Un rivolo di miele dorato e vischioso colava dalla bottiglia
così lento che la padrona ebbe agio di raccontare:
- Qui nella Tauride mesta dove ci ha condotto la sorte,
non un filo
proviamo di nostalgia, – e gettò uno sguardo da sopra
la spalla.
Opere di Bacco dovunque, come soltanto ci fossero
al mondo
custodi e cani: tu vai per la strada e non vedi, non
incontri nessuno.
Rotolano calmi i giorni, simili a grosse pesanti botti:
laggiù, voci dentro un capanno – non ne afferri il senso,
non sai che rispondere.
Dopo il tè uscimmo all’aperto in un immenso giardino
marrone;
come ciglia, sulle finestre erano abbassate scure tende;
per dare un’occhiata alla vigna passammo oltre bianche
colonne,
e un liquido vetro d’aria smaltava i pendii sonnolenti.

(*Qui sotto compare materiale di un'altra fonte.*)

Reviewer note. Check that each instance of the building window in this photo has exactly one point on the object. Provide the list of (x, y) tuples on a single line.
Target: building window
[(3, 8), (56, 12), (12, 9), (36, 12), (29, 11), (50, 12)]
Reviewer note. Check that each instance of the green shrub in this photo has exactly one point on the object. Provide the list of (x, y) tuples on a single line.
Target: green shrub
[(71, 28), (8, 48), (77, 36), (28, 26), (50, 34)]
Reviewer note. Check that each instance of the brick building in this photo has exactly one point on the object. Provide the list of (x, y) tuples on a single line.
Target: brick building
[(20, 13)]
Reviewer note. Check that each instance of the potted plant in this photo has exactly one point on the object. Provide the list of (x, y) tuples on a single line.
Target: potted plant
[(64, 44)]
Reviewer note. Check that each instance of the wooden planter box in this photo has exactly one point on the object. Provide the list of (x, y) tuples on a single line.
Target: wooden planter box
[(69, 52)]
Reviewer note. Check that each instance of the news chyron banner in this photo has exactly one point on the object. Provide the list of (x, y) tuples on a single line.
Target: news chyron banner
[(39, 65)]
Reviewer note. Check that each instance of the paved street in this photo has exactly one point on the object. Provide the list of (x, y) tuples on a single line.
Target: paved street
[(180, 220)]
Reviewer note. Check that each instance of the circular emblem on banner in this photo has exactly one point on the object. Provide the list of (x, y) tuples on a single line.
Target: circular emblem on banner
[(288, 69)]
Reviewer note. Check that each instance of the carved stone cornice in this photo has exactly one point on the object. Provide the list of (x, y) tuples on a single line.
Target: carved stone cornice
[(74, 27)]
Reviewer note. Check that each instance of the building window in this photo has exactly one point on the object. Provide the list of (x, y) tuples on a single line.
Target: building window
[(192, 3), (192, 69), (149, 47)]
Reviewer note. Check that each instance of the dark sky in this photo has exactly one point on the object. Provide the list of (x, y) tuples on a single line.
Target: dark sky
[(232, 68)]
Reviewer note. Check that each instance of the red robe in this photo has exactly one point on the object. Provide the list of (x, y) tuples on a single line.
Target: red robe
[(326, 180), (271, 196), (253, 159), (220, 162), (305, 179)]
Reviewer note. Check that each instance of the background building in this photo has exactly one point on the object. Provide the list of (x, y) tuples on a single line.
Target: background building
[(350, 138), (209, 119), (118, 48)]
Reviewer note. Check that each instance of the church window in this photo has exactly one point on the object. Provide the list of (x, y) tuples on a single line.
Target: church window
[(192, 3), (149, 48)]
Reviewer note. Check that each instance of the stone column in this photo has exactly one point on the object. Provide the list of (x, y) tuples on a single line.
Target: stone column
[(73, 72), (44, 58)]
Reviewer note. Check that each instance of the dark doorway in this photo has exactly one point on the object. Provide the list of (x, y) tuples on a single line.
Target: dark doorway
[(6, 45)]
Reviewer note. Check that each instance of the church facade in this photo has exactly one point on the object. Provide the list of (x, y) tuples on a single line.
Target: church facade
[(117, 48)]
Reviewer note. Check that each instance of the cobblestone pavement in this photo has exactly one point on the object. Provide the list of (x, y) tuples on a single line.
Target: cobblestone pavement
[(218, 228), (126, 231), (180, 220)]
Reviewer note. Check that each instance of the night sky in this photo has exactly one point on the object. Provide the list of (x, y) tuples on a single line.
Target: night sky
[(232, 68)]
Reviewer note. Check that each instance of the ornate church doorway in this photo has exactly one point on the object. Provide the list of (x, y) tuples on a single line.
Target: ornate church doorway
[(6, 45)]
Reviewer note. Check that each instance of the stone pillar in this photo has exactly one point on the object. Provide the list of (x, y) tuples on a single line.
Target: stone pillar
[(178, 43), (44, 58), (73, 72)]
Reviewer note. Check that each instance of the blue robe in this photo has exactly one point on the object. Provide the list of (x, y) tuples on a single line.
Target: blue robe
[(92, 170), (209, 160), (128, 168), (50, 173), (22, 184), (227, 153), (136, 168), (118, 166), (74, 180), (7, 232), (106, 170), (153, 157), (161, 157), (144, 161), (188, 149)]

Io dissi: l’uva qui pulsa come un’antica battaglia
fra ricciuti cavalieri che si battono in viticciosa falange;
nella Tauride, nelle sue pietre, c’è la scienza dell’Ellade:
guarda
nobili aiole color ruggine di ettari che sfoggiano oro.
Ora, nella candida stanza domina come un arcolaio
il silenzio.
Odore di aceto, pittura e vino fresco esala dal sotterraneo.
Ricordi, nella casa greca, la sposa così seducente
per tutti – non Elena, l’altra – quanto ricamò anni
ed anni?
Vello d’oro, dove stai, vello d’oro? Non ci fu che uno
strepitare
di grevi onde marine lungo tutto, tutto quel viaggio,
e lasciando la nave che aveva fiaccato la tela sui mari
fece ritorno Odisseo, colmo di tempo e di spazio.